Yes! Set `YAZE_AI_PROVIDER` per command:
```bash
YAZE_AI_PROVIDER=ollama z3ed agent run --prompt "Quick test"
YAZE_AI_PROVIDER=gemini z3ed agent run --prompt "Complex task"
```
### What if I don't want to use AI?
The CLI still works without LLM integration:
```bash
# Direct command execution (no LLM)
z3ed rom validate --rom zelda3.sfc
z3ed palette export --group sprites --id soldier --to output.pal
```
AI is **optional** and additive.
## Next Steps
### For @scawful (Project Owner)
1. **Review this plan**: Confirm priority shift from IT-10 to LLM integration
2. **Decide on Phase 1**: Start Ollama implementation (~4-6 hours)

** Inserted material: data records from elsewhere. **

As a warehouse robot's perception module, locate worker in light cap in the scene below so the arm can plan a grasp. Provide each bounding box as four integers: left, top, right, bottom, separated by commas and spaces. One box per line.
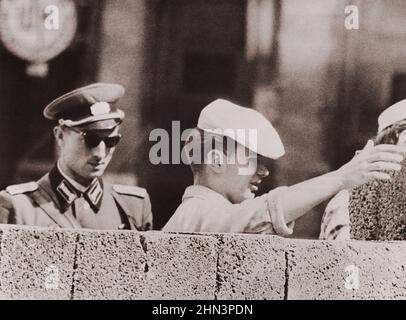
0, 83, 152, 230
163, 99, 406, 236
319, 99, 406, 240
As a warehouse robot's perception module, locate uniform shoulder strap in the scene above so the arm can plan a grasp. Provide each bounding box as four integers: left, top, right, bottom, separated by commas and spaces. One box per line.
113, 184, 147, 198
6, 181, 38, 196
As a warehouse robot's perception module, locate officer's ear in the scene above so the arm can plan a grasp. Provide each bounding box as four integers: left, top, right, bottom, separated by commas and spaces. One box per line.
397, 130, 406, 146
206, 149, 225, 173
54, 126, 65, 147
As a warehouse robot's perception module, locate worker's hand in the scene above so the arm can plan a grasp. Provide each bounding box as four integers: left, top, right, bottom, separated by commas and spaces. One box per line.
337, 140, 406, 189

3. **Allocate time**: Schedule implementation over next 1-2 weeks
4. **Test setup**: Install Ollama and verify it works on your machine
### For Contributors
1. **Read the docs**: Start with [LLM-INTEGRATION-PLAN.md](LLM-INTEGRATION-PLAN.md)
2. **Pick a phase**: Phase 1 (Ollama) is the highest priority
3. **Follow checklist**: Use [LLM-IMPLEMENTATION-CHECKLIST.md](LLM-IMPLEMENTATION-CHECKLIST.md)
4. **Submit PR**: Include tests + documentation updates
### For Users (Future)
1. **Wait for release**: This is in development
2. **Install Ollama**: Get ready for local LLM support
3. **Follow setup guide**: Will be in `AI-SERVICE-SETUP.md` (coming soon)
## Timeline
**Week 1 (Oct 7-11, 2025)**: Phase 1 (Ollama)
**Week 2 (Oct 14-18, 2025)**: Phases 2-4 (Gemini, Claude, Prompting)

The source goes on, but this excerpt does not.